More likely I am being asked to find out how many films each company has made. Which suggests to me a group by query. But I have no idea where to begin. It is only a two mark question but the syntax is not clicking in my head.
My schema is:
CREATE TABLE Movie
(movieID CHAR(3) ,
title CHAR(36),
year NUMBER,
company CHAR(50),
totalNoms NUMBER,
awardsWon NUMBER,
DVDPrice NUMBER(5,2),
discountPrice NUMBER(5,2))
There are other tables but at first glance I don't think they are relevant to this question.
I am using sqlplus10
The answer you need comes from three basic SQL concepts, I'll step through them with you. If you need more assistance to create an answer from these hints, let me know and I can try to keep guiding you.
Group By
As you mentioned, SQL offers a GROUP BY function that can help you.
A SQL Query utilizing GROUP BY would look like the following.
SELECT list, fields, aggregate(value)
FROM tablename
--WHERE goes here, if you need to restrict your result set
GROUP BY list, fields
a GROUP BY query can only return fields listed in the group by statement, or aggregate functions acting on each group.
Aggregate Functions
Your homework question also needs an Aggregate function called Count. This is used to count the results returned.
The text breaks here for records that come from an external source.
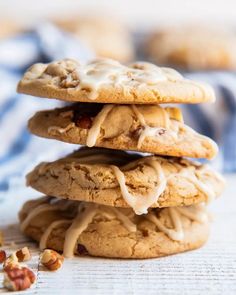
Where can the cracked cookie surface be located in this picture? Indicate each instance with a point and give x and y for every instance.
(88, 175)
(151, 129)
(120, 234)
(108, 81)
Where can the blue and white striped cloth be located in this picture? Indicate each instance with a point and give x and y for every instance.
(20, 151)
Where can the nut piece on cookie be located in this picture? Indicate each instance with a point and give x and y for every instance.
(3, 256)
(18, 278)
(107, 81)
(51, 259)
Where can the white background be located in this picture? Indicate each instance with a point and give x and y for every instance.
(141, 13)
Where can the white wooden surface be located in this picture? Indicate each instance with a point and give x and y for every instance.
(209, 270)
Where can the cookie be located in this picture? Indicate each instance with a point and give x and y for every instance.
(108, 81)
(106, 37)
(193, 48)
(145, 128)
(90, 229)
(121, 179)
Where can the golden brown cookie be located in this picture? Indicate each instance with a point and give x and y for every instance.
(194, 48)
(121, 179)
(106, 37)
(140, 128)
(90, 229)
(108, 81)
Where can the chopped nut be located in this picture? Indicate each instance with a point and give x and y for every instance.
(83, 121)
(145, 233)
(18, 278)
(3, 256)
(82, 250)
(11, 262)
(51, 259)
(23, 254)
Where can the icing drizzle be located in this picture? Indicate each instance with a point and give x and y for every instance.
(88, 211)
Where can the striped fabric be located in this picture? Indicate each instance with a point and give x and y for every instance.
(20, 151)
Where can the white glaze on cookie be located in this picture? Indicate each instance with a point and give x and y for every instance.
(88, 211)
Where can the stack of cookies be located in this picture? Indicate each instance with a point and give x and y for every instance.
(104, 200)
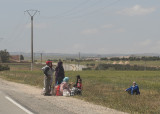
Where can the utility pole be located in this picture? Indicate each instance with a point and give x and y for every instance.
(41, 58)
(32, 13)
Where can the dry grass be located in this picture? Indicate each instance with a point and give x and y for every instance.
(107, 87)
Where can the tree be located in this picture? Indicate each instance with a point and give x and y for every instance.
(4, 55)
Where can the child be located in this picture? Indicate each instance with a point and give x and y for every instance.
(133, 89)
(65, 87)
(77, 88)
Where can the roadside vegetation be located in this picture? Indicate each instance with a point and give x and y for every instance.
(103, 87)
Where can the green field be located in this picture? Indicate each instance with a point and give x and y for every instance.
(106, 88)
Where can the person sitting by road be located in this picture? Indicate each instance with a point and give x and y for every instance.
(48, 79)
(65, 87)
(59, 73)
(134, 89)
(77, 88)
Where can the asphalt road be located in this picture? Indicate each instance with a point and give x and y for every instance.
(14, 101)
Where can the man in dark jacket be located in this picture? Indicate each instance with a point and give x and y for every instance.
(59, 73)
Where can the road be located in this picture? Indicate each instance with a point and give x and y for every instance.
(18, 98)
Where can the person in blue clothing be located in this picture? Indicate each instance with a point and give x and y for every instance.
(133, 90)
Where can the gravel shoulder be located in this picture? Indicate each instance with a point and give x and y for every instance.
(68, 104)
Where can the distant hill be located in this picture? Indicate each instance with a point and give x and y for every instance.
(27, 56)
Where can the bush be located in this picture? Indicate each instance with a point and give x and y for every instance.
(5, 67)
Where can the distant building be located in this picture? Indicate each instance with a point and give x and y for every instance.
(15, 58)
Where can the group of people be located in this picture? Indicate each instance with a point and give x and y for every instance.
(61, 84)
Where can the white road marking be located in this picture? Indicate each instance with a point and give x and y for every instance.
(20, 106)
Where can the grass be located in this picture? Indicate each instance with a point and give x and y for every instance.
(106, 87)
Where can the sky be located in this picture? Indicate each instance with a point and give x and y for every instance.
(85, 26)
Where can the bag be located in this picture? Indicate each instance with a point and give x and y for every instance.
(66, 93)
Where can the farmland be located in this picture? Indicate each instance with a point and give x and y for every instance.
(104, 87)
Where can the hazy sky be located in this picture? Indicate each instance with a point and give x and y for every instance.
(86, 26)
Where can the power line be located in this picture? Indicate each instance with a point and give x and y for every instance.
(95, 11)
(71, 10)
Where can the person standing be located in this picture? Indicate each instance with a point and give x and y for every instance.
(48, 79)
(59, 73)
(134, 89)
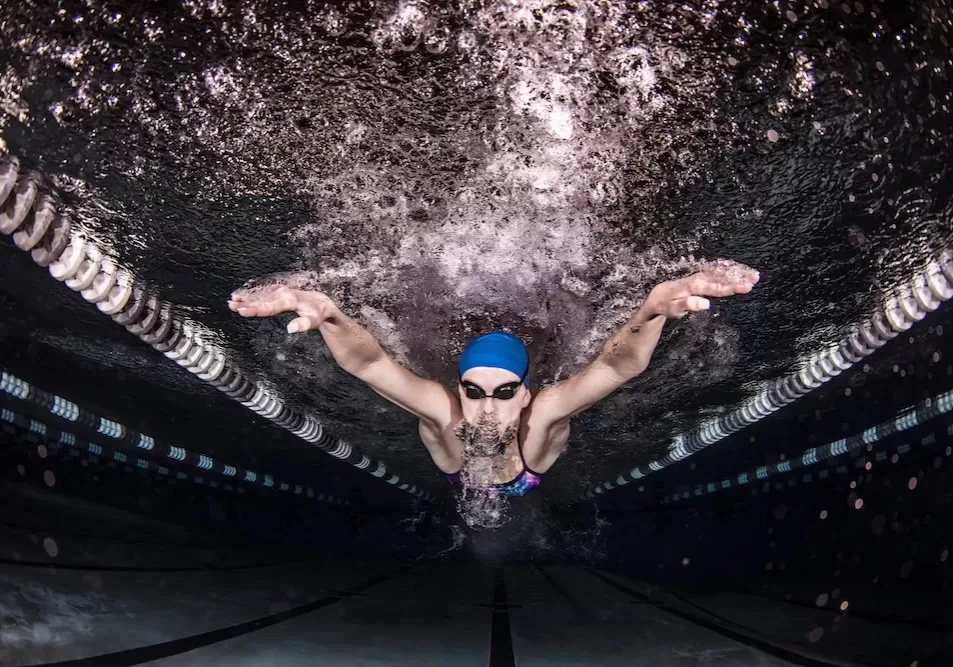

A simple query like the following returns the count of all records returned.
SELECT Count(*)
FROM tablename
The two can be combined, allowing you to get the Count of each group in the following way.
SELECT list, fields, count(*)
FROM tablename
GROUP BY list, fields
Column Aliases
Another answer also tried to introduce you to SQL column aliases, but they did not use SQLPLUS syntax.
SELECT Count(*) as count
...
SQLPLUS column alias syntax is shown below.
SELECT Count(*) "count"
...
I'm not going to provide you the SQL, but instead a way to think about it.
What you want to do is select where the company matches and count the total rows returned. That count is the number of films made by the specified company.
Hope that points you in the right direction.
Select company, count(*) AS count
from Movie
group by company
select * group by company won't work in Oracle.